Lizzie exclaimed, ‘But it has nothing to do with Uncle Magnus! It is my father who is my guardian. I will write to him –
he
will support me!’

‘Do you think so? I am afraid, Lizzie, that even if your father did not have more important things on his mind at this moment, you would find his opinion in the most complete agreement with mine. You are too young to know your own mind yet, and Guy is not in a position to support a wife. I have no knowledge of what expectations he may have from his father, but I can assure you that he will certainly have none from Uncle Magnus unless he behaves in future with considerably more sense of responsibility and decorum than he has done in the past. No, don’t interrupt me! I wish to hear no more about it. Guy, you will go and join the company in the Long Gallery for what remains of the evening. Lizzie will go to her room.
That is all.’

When they had gone, Vilia sank into a chair and rested her forehead for a moment on forefinger and thumb. She was tired, and there was a steady throb in her head that made it difficult to concentrate, more difficult still to exert tact or understanding in a situation that filled her with a weary indifference. She knew she had mishandled it, but she scarcely cared. If today had done nothing else, at least it had confirmed Magnus’s rooted dislike for a young man to whom he might otherwise some day – just might – have bequeathed Kinveil.

3

‘Well, it’s perfectly simple!’ Lavinia exclaimed to the distraught young lovers. ‘You must do what my parents did. Run away! It’s quite legal in Scotland, you know. You can be married without any difficulty at all.’

Juliana gazed at her in awe. ‘Did your parents run away? I didn’t know that.’

‘Goodness, yes. I suppose Vilia must have been annoyed at the time, but it soon wore off. My mama says she couldn’t have been kinder to her, once the deed was done.’

‘Run away?’ Lizzie’s small voice was completely devoid of expression. ‘Oh, I couldn’t.’

But Guy, to whom the Middle Ages and tales of Gothic romance and courtly love meant more than the present ever could, grasped her limp hands and exclaimed,
‘Pourquoi pas
?
Why not,
ma mie
?
Why not,
ma petite fleur
?
Was I not born to be the knight who plucks the one perfect bloom in the garden of love?’

Juliana’s mouth was very slightly open, and Lavinia said, in a kindly aside, ‘The
Roman de la Rose,
you remember?’

Juliana didn’t. ‘Oh,’ she said.

‘I couldn’t,’ Lizzie repeated. ‘It’s wrong, I know it’s wrong.’

‘Don’t be silly,’ Lavinia said. ‘In the law of Scotland, you don’t have to be married in church, and you don’t need your parents’ consent if you’re over sixteen. Even if you just live together, that’s known as “marriage by habit and repute”. Then there’s marriage by declaration
de praesenti;
before witnesses, in other words.’ She ticked it off on her fingers. ‘And marriage by promise
subsequenti copula.
That means – oh, well, perhaps it doesn’t matter. Anyway, I don’t think it’s relevant. But you see, whatever happens, you’ll be legally married, so it
must
be all right.’

Three pairs of eyes were on her. ‘How do you know all that?’ Juliana asked.

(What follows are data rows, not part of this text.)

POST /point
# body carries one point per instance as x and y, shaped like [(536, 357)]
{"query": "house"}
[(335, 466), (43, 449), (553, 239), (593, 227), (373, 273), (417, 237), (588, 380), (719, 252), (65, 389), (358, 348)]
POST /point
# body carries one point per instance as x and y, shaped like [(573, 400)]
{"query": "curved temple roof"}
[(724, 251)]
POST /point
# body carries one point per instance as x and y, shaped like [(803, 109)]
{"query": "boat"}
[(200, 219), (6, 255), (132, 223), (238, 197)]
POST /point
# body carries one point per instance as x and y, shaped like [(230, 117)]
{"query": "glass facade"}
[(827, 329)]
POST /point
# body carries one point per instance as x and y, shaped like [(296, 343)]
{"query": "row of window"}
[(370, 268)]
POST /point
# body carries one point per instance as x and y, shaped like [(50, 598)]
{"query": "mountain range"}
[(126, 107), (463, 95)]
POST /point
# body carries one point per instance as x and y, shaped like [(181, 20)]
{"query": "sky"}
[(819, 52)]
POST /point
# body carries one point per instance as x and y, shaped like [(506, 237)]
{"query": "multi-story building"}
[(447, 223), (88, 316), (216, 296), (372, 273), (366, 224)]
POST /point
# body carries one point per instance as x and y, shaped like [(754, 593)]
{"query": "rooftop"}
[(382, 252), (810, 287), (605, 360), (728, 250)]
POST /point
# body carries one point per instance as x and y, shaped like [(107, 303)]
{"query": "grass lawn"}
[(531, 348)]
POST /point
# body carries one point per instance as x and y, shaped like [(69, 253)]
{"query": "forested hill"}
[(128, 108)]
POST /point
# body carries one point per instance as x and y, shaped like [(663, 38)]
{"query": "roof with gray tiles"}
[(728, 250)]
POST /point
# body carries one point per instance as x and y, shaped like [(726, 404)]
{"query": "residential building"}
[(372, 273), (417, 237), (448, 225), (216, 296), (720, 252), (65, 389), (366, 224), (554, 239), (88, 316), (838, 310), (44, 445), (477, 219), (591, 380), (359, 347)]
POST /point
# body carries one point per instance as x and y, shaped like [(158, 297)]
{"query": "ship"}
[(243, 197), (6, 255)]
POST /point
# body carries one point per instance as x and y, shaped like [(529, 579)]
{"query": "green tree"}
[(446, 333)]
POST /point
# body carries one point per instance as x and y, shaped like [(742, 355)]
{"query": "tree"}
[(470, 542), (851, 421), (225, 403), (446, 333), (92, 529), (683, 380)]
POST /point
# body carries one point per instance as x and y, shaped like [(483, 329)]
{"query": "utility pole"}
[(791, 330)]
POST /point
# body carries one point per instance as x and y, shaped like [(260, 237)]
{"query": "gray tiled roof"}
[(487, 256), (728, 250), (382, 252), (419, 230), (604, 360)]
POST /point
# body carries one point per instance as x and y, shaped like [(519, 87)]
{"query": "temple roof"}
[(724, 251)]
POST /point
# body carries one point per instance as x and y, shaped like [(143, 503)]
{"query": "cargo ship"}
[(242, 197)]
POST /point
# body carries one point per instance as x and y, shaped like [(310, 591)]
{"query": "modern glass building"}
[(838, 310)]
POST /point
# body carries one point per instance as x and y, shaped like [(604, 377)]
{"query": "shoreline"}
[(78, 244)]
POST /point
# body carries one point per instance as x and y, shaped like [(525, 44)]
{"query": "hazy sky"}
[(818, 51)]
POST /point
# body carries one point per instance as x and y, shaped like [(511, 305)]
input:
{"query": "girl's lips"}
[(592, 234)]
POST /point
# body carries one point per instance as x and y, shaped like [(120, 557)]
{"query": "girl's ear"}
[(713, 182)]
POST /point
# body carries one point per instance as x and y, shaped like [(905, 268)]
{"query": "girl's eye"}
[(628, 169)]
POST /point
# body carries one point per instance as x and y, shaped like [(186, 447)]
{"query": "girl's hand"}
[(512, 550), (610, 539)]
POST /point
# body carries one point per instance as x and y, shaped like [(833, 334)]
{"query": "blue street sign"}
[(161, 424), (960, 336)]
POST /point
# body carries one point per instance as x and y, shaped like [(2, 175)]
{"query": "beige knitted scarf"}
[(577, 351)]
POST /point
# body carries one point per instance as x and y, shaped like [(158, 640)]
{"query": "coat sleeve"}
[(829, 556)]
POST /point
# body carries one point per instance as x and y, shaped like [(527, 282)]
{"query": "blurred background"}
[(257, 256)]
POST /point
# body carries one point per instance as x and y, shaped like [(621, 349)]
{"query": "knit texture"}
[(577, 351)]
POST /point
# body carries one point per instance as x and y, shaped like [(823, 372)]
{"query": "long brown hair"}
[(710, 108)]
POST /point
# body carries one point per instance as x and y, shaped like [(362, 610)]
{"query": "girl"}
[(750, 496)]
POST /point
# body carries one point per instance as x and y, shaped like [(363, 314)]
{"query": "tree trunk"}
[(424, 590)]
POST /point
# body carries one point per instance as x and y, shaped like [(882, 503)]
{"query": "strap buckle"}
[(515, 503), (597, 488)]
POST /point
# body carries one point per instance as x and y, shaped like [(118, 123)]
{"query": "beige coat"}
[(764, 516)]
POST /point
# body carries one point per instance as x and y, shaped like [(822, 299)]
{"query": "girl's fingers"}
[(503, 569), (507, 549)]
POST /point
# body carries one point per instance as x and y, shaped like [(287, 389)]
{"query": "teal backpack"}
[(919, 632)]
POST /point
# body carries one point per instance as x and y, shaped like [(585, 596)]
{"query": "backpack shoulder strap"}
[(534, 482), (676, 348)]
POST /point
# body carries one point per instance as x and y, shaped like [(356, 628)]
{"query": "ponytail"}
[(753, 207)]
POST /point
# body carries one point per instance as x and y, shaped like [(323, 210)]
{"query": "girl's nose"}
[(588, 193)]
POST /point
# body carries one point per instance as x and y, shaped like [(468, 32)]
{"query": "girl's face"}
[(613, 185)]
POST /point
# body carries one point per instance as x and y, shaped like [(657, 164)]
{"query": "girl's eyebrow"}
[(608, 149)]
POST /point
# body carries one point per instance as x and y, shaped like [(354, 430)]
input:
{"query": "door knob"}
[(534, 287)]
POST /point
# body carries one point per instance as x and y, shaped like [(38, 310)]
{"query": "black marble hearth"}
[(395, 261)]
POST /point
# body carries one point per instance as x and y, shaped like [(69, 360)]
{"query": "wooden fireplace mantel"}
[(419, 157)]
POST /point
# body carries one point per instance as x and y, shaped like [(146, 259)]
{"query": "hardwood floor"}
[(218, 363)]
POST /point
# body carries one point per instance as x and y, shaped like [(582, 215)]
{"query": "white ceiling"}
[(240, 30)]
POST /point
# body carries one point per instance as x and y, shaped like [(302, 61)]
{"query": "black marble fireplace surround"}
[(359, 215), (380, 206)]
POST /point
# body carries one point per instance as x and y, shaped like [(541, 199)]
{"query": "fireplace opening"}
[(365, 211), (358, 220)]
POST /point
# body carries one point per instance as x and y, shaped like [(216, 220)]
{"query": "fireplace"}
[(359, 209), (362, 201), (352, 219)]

‘Oh, pooh!’ said Lavinia airily. ‘Everyone knows it. Besides, I asked Peregrine James.’

‘Why?’

Lavinia cast her a repressive look. ‘Because I was interested.’

Juliana remembered that Lavinia had designs on Mr Harvey. Rounding her mouth into a silent ‘Oh!’ she reflected that Lavinia was really the most determined girl.

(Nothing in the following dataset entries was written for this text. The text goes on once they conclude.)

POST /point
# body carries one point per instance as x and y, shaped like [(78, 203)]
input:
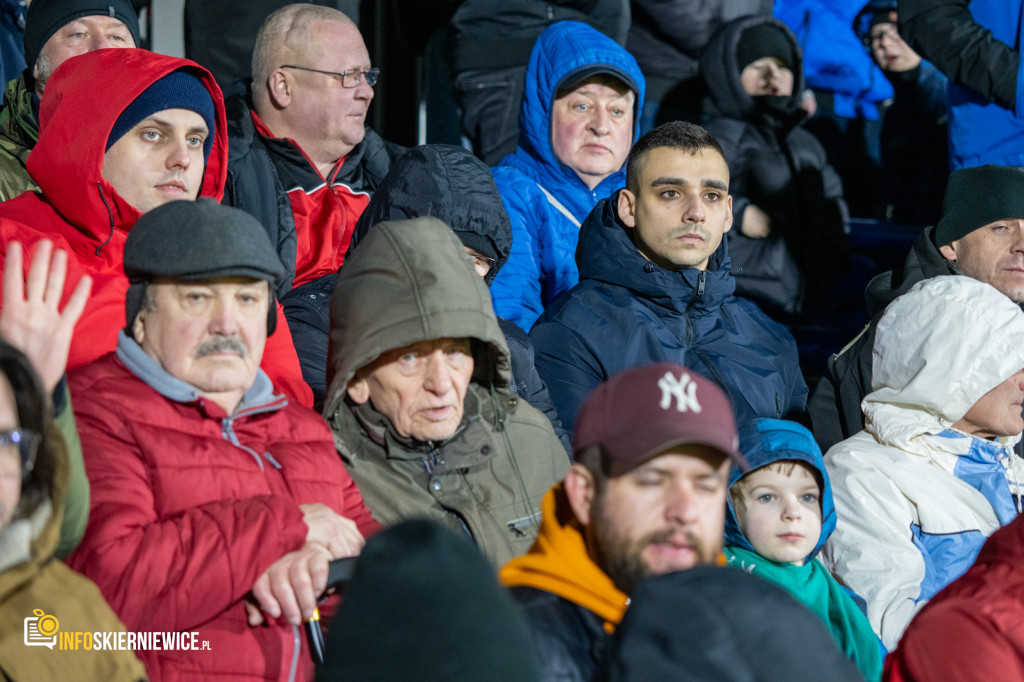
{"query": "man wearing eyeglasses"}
[(302, 159)]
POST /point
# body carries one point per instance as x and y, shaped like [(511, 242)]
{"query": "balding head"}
[(286, 36)]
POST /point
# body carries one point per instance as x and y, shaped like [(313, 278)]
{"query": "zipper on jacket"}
[(295, 656), (110, 216)]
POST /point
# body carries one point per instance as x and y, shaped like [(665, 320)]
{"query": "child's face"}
[(780, 514)]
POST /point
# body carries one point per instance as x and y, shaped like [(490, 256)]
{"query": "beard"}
[(621, 557)]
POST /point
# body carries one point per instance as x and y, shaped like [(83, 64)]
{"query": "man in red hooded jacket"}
[(105, 155)]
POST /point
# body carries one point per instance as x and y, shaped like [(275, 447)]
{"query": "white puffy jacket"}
[(915, 498)]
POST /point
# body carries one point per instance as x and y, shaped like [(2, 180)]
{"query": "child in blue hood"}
[(779, 514)]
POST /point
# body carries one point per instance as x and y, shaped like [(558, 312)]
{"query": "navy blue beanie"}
[(45, 17), (178, 89)]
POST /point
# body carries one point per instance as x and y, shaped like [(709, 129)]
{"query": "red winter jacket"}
[(81, 213), (189, 506), (973, 629)]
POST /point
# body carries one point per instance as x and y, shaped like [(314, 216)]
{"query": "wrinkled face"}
[(767, 76), (997, 413), (592, 128), (421, 388), (667, 514), (321, 109), (208, 334), (10, 460), (682, 207), (160, 160), (889, 50), (993, 254), (78, 37), (779, 513)]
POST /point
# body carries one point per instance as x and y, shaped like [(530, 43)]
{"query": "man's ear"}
[(627, 207), (581, 489), (280, 88), (358, 390), (949, 251)]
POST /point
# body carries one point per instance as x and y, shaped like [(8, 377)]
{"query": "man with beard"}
[(645, 497)]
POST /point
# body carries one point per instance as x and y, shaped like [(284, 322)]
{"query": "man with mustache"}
[(645, 497), (216, 503), (655, 286)]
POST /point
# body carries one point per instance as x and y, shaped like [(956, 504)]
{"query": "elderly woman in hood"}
[(934, 472), (418, 393)]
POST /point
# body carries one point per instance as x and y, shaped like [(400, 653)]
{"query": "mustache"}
[(691, 229), (219, 344)]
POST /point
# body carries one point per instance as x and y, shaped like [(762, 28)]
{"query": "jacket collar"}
[(259, 396)]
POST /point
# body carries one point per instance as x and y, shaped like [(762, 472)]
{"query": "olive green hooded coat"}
[(411, 281)]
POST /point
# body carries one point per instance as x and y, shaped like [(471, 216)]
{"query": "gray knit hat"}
[(976, 197), (194, 241)]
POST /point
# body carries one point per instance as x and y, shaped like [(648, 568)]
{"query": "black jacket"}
[(835, 407), (254, 185), (450, 183), (946, 34), (570, 640), (497, 34), (778, 166)]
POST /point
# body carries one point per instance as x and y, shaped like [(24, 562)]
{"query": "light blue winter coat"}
[(545, 199)]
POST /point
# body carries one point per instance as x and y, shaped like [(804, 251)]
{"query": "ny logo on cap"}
[(684, 390)]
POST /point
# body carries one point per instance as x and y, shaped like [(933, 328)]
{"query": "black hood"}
[(449, 183), (606, 253), (720, 70)]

Lizzie said doubtfully, ‘But I would like to be married in church.’

Guy clasped her to his bosom. ‘You will,
ma mie!
You will.’

‘That’s all very well,’ Lavinia objected. ‘But it isn’t quite as simple as that. I wouldn’t
dream
of encouraging you to run away together unless you were to be married at once, and you can’t arrange
that
in a church!’ Her thin, vivid face was unnaturally virtuous.